No Clube Militar que Wilson Machado frequentou por muitos anos e entre seus
ex-colegas, o assunto é tabu. “Quando o Wilson se viu acuado após o caso do
Riocentro, ele falou: ‘O que eu posso fazer é me preservar’”, contou o coronel,
que diz ter perdido contato com o colega de turma.
Atualmente, Machado
vive em um prédio imponente na Barra da Tijuca, no Rio de Janeiro. Aos 76 anos,
o general reformado mantém uma rotina discreta, ao menos à vista de vizinhos e
funcionários do condomínio onde mora, que, abordados pela reportagem, disseram
desconhecer a história pregressa do militar.
Em 2017, ele registrou
em seu endereço uma microempresa para prestar serviços administrativos. A
atividade do negócio, conforme informação da Receita Federal, é “preparação de
documentos e serviços especializados de apoio administrativo não especificados
anteriormente”.
Procuramos Wilson
Machado pessoalmente em sua residência, mas ele se recusou a nos receber.
Também se recusou a responder a uma série de perguntas, por escrito, deixada em
seu condomínio. Após diversas tentativas frustradas de contato, por mensagem de
texto, o oficial escreveu apenas “não” ao pedido de entrevista.
Machado nunca falou
com a imprensa, apesar da insistência de jornalistas. Um documento do Departamento de Polícia Federal de 1986, que está no Arquivo
Nacional, orientava militares, entre eles Machado, a ficar em silêncio diante
da procura por entrevistas desde aquela época. “Nestes casos, o CIE [Centro de
Inteligência do Exército] orienta que os elementos contatados nada declarem,
principalmente, que não se preocupem em defender-se de possíveis acusações
pessoais de que esses repórteres têm se valido para provocar os contatados. A
única alegação deve ser que as atividades por eles desempenhadas sempre o foram
por ordens superiores”, orienta.
·
Um coadjuvante silencioso
Desde 1981, Wilson
Machado prestou cinco depoimentos sobre o caso: três à Justiça Militar e dois
ao Ministério Público Federal (MPF).
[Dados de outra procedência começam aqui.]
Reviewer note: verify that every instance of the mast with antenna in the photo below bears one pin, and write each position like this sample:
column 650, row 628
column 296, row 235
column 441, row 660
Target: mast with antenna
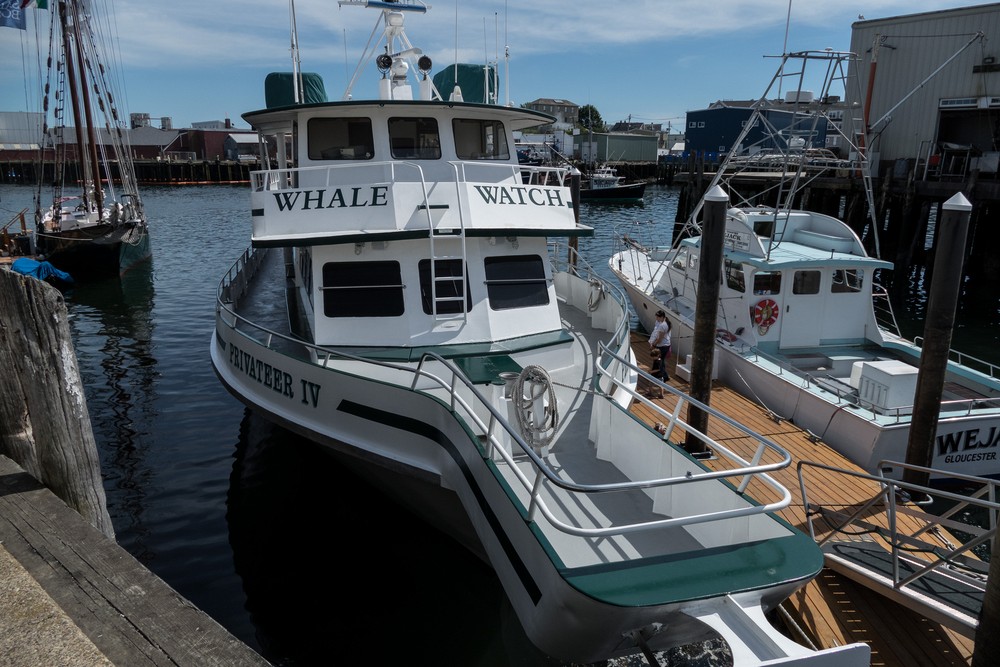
column 296, row 64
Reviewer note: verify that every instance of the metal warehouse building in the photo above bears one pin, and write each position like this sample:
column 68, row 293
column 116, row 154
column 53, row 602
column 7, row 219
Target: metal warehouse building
column 936, row 86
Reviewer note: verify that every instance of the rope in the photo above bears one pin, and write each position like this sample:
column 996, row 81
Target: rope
column 538, row 384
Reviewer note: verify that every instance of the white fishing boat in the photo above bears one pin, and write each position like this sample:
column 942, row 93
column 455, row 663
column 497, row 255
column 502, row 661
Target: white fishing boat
column 91, row 222
column 802, row 324
column 405, row 304
column 604, row 184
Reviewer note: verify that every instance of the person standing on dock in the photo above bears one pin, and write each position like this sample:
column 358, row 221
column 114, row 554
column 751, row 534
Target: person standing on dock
column 660, row 340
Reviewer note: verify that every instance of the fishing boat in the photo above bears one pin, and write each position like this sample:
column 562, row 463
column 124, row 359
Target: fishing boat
column 413, row 301
column 605, row 185
column 803, row 326
column 92, row 222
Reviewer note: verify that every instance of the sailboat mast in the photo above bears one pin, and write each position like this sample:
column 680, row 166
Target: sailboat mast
column 74, row 99
column 80, row 94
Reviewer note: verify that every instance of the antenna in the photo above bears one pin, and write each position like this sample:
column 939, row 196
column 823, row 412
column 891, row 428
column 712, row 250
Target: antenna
column 296, row 65
column 506, row 58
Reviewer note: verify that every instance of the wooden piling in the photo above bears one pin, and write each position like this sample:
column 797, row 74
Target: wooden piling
column 938, row 325
column 44, row 422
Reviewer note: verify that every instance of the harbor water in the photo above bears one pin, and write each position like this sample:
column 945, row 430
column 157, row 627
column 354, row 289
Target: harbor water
column 289, row 551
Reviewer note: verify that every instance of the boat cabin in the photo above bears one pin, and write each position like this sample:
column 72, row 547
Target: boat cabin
column 397, row 207
column 790, row 280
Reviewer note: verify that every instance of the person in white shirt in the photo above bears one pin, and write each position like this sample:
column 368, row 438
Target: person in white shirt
column 660, row 340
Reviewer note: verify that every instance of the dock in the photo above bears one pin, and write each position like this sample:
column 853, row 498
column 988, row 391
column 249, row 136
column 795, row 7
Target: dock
column 70, row 596
column 832, row 609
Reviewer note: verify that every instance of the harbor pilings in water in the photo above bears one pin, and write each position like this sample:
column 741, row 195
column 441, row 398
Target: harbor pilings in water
column 69, row 593
column 908, row 201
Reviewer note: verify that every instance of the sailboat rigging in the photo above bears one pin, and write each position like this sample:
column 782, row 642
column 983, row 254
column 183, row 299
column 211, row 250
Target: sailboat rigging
column 95, row 232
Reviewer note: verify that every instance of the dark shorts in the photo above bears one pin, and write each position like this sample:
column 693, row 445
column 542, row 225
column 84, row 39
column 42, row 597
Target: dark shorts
column 664, row 355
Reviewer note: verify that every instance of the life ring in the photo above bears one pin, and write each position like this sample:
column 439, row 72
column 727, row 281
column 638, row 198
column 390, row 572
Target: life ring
column 765, row 313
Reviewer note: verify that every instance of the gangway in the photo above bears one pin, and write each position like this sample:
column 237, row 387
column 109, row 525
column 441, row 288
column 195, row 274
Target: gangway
column 889, row 542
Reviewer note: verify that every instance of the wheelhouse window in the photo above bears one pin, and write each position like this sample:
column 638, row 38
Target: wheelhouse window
column 684, row 260
column 847, row 280
column 766, row 282
column 340, row 139
column 362, row 289
column 480, row 139
column 414, row 138
column 735, row 279
column 516, row 281
column 805, row 282
column 450, row 286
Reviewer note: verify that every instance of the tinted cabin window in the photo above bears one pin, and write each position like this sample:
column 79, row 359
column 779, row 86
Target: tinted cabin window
column 767, row 283
column 362, row 289
column 806, row 282
column 734, row 276
column 480, row 139
column 341, row 139
column 414, row 138
column 516, row 282
column 847, row 280
column 450, row 283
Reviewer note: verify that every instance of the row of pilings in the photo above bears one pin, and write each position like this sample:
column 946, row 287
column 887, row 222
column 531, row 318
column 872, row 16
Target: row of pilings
column 906, row 208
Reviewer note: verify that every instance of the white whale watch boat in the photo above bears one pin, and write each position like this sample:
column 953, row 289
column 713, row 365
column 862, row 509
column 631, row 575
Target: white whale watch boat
column 401, row 305
column 797, row 316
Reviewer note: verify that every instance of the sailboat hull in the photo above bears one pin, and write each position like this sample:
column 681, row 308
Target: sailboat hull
column 101, row 250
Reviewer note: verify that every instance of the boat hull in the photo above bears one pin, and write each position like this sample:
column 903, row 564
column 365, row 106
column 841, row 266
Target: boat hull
column 381, row 425
column 619, row 193
column 99, row 251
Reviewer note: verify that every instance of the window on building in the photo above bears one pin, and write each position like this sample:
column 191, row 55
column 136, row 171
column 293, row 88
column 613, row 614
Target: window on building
column 516, row 281
column 340, row 139
column 414, row 138
column 362, row 289
column 450, row 285
column 480, row 139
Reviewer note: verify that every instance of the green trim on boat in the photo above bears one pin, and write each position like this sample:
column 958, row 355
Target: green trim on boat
column 700, row 574
column 486, row 232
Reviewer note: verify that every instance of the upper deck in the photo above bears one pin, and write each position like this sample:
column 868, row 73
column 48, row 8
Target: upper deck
column 396, row 169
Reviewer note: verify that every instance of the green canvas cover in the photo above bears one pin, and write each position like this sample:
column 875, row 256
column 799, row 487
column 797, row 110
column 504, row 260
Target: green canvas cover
column 279, row 89
column 471, row 80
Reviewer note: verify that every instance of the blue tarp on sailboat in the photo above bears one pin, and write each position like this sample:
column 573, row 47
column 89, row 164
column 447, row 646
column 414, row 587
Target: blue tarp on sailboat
column 40, row 270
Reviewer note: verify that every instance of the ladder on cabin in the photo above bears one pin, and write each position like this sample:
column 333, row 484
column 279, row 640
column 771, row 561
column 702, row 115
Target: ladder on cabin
column 448, row 285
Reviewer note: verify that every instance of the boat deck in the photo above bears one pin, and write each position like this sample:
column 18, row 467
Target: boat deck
column 832, row 609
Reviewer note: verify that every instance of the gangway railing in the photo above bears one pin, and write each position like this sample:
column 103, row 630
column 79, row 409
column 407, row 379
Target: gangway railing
column 886, row 539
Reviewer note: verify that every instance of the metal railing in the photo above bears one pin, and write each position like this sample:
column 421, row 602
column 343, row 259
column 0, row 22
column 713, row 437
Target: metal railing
column 445, row 376
column 892, row 498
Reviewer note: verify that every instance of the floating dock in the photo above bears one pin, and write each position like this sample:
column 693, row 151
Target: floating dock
column 71, row 596
column 832, row 609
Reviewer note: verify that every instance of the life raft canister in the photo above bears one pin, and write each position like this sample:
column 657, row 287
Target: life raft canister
column 765, row 314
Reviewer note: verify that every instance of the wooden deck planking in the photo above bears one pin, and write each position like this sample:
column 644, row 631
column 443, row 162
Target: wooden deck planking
column 832, row 609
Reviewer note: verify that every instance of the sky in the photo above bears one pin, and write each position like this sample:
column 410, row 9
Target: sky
column 642, row 60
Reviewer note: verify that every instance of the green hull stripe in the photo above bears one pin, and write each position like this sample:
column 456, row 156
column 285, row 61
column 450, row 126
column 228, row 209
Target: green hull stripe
column 425, row 430
column 342, row 239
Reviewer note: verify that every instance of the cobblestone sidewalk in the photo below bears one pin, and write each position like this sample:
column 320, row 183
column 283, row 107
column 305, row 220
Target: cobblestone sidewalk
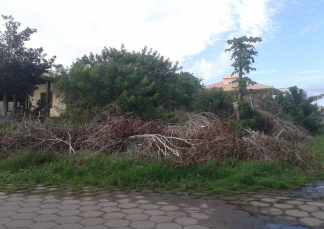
column 295, row 210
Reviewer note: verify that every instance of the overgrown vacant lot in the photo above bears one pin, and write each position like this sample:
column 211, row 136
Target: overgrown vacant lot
column 212, row 158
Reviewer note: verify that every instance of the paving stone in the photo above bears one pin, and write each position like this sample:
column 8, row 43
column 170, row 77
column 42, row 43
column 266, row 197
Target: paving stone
column 197, row 227
column 70, row 202
column 101, row 227
column 161, row 219
column 317, row 204
column 111, row 209
column 87, row 203
column 43, row 225
column 68, row 219
column 7, row 214
column 311, row 222
column 170, row 208
column 294, row 202
column 69, row 226
column 24, row 216
column 132, row 211
column 271, row 211
column 117, row 223
column 113, row 215
column 108, row 204
column 148, row 206
column 32, row 204
column 307, row 208
column 123, row 201
column 28, row 209
column 89, row 208
column 154, row 212
column 176, row 214
column 283, row 206
column 168, row 226
column 14, row 203
column 48, row 201
column 259, row 204
column 142, row 224
column 45, row 218
column 142, row 202
column 68, row 212
column 8, row 208
column 15, row 199
column 92, row 221
column 297, row 213
column 33, row 200
column 137, row 217
column 4, row 220
column 127, row 205
column 186, row 221
column 199, row 216
column 319, row 215
column 91, row 214
column 19, row 223
column 49, row 206
column 48, row 211
column 70, row 207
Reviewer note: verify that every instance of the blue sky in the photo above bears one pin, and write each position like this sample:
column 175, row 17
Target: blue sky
column 193, row 32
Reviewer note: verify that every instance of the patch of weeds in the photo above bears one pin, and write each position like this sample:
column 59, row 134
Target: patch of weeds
column 103, row 171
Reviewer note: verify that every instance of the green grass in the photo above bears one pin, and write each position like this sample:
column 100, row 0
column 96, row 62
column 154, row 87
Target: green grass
column 27, row 169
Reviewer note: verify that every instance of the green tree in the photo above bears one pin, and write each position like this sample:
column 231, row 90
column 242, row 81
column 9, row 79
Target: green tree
column 243, row 55
column 214, row 100
column 301, row 109
column 141, row 82
column 20, row 67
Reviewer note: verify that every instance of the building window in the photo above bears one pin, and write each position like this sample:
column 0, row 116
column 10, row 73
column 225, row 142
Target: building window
column 43, row 99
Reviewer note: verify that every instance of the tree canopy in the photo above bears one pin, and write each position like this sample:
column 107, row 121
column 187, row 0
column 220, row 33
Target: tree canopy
column 20, row 67
column 300, row 108
column 243, row 55
column 142, row 82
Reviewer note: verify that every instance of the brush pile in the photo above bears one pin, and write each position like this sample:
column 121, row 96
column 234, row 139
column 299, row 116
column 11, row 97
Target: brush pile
column 194, row 138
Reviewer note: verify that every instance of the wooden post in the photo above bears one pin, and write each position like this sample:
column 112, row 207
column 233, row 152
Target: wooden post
column 14, row 109
column 48, row 91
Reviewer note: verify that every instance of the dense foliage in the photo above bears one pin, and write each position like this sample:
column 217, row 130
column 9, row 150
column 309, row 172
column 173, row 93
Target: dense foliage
column 20, row 67
column 141, row 82
column 243, row 52
column 300, row 108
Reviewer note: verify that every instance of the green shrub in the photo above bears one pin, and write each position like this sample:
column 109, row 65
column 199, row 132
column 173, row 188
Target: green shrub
column 301, row 109
column 214, row 100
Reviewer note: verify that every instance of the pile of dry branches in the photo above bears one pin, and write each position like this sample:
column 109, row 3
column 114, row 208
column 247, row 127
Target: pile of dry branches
column 194, row 138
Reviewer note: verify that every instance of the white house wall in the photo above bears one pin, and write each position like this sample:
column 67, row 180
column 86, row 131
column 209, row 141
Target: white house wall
column 57, row 104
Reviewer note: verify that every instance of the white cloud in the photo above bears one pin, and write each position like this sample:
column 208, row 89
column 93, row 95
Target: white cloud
column 263, row 72
column 176, row 29
column 305, row 72
column 213, row 68
column 312, row 28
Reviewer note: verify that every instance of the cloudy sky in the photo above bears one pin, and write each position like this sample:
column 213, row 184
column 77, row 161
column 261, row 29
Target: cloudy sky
column 193, row 32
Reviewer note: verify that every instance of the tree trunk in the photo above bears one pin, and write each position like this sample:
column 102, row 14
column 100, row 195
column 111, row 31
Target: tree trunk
column 5, row 104
column 240, row 94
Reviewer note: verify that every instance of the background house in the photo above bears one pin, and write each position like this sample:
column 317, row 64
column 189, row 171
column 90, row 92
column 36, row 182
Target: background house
column 43, row 94
column 55, row 103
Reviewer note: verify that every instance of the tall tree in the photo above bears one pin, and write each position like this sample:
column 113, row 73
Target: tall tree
column 20, row 67
column 243, row 55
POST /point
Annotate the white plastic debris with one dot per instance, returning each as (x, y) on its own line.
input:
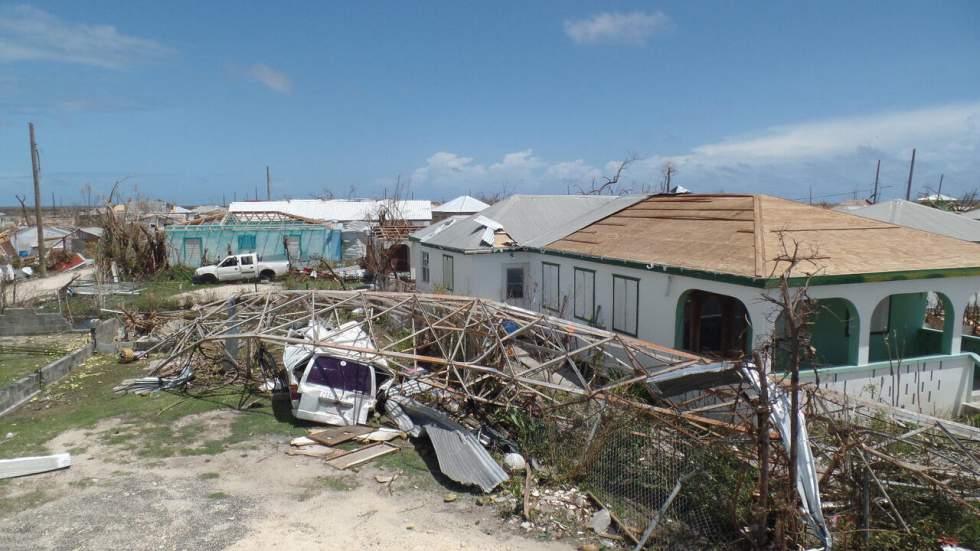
(514, 462)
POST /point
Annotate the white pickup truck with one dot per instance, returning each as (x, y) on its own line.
(240, 267)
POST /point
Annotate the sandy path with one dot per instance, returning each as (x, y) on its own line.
(251, 496)
(38, 288)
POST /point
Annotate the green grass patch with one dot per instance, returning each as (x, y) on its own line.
(23, 502)
(21, 356)
(84, 398)
(413, 468)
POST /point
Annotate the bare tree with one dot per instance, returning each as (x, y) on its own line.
(22, 199)
(791, 343)
(668, 170)
(609, 183)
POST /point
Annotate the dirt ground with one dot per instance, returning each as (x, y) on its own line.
(251, 495)
(38, 288)
(227, 290)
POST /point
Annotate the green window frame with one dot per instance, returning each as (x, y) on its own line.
(626, 305)
(584, 292)
(550, 297)
(448, 271)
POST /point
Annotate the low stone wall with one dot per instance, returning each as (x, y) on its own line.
(25, 388)
(25, 322)
(934, 385)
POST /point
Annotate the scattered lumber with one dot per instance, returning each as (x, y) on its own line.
(362, 455)
(25, 466)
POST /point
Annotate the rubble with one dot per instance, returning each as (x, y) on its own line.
(626, 421)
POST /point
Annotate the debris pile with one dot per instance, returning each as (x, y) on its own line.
(667, 443)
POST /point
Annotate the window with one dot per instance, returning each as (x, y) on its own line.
(626, 296)
(246, 242)
(192, 249)
(515, 283)
(550, 294)
(340, 374)
(584, 294)
(447, 272)
(293, 248)
(881, 315)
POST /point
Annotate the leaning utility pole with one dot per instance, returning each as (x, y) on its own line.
(874, 196)
(908, 189)
(36, 165)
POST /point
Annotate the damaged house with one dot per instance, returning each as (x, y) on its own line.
(391, 221)
(270, 235)
(692, 272)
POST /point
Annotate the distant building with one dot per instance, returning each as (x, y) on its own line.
(23, 241)
(701, 273)
(271, 237)
(464, 205)
(918, 216)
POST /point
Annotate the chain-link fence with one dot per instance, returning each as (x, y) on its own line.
(646, 471)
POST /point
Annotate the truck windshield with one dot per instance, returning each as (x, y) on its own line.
(340, 374)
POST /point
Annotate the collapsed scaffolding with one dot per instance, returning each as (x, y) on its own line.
(673, 444)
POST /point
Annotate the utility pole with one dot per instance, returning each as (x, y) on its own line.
(908, 189)
(874, 196)
(36, 166)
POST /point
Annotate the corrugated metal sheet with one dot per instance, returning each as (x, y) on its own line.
(461, 456)
(336, 209)
(921, 217)
(525, 218)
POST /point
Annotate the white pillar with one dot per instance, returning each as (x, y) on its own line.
(865, 307)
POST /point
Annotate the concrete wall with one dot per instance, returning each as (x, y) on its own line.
(27, 322)
(24, 388)
(934, 385)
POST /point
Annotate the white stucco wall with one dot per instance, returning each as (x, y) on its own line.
(482, 275)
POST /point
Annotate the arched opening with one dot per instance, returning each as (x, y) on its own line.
(400, 258)
(712, 325)
(910, 325)
(834, 333)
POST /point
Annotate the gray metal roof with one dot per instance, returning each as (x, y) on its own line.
(921, 217)
(530, 220)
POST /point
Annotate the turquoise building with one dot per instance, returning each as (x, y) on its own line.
(300, 242)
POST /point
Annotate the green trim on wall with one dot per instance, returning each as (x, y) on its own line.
(636, 322)
(591, 318)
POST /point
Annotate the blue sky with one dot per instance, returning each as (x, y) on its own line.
(190, 100)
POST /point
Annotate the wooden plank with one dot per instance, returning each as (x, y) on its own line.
(362, 455)
(24, 466)
(337, 435)
(317, 450)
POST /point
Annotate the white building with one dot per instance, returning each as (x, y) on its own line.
(464, 205)
(413, 212)
(695, 272)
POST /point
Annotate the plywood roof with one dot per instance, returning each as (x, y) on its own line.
(744, 235)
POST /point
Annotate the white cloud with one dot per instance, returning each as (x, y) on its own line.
(28, 34)
(271, 78)
(834, 156)
(635, 28)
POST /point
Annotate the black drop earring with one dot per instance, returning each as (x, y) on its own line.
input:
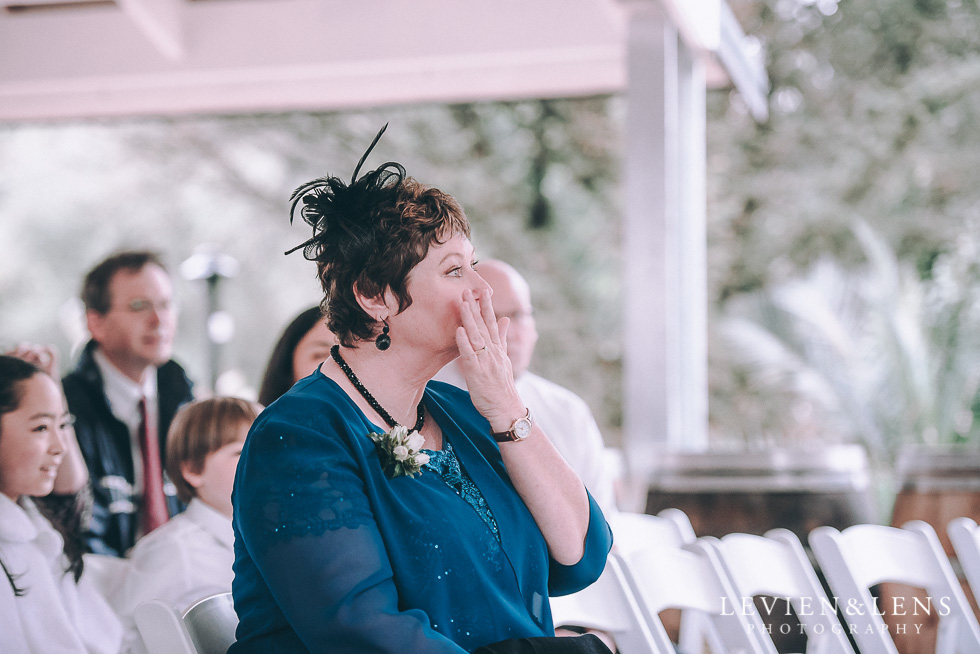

Em setembro de 2014, o oficial foi
convocado pela Comissão Nacional da Verdade, mas não se manifestou. “Enquanto o Estado brasileiro não exigir respostas às Forças
Armadas, esse silêncio vai ser eterno. As condições econômica, social e da
família dele dependem do silêncio”, destacou Nadine Borges, que presidiu a
Comissão da Verdade do Rio.
Embora indiciado por
duas vezes, Machado nunca foi punido. Em 2000, o Superior Tribunal Militar
(STM), em decisão confirmada pelo Supremo, entendeu que ele estava coberto pela
Lei da Anistia. Quatorze anos depois, o caso foi reaberto pelo Ministério Público
Federal (MPF), que denunciou seis
militares envolvidos no ataque, por tentativa de homicídio, associação
criminosa e transporte de explosivos, mas a ação acabou arquivada pelo Tribunal
Regional Federal (TRF) da 2ª Região.
No último processo a
que respondeu, ele foi defendido pelo advogado Rodrigo Roca, conhecido por sua
atuação na defesa de militares do Exército e também por ter defendido pessoas
do entorno do ex-presidente Jair Bolsonaro (PL), como o senador Flávio Bolsonaro
(PL-RJ) e o ex-ministro da Justiça Anderson Torres.
Wilson Machado sempre
sustentou a narrativa do primeiro inquérito policial militar, de 1981 – à época
manipulado para inocentar os militares –, de que ele e o sargento Rosário
estavam no local para uma missão de cobertura do evento, com objetivo de monitorar
os artistas e os participantes. A versão foi desmentida pelo MPF, por meio de
relatos de pessoas que testemunharam ou participaram do atentado.
“Eu nunca carreguei
nenhum explosivo, não sei mexer com nenhum explosivo, nunca mexi na minha vida.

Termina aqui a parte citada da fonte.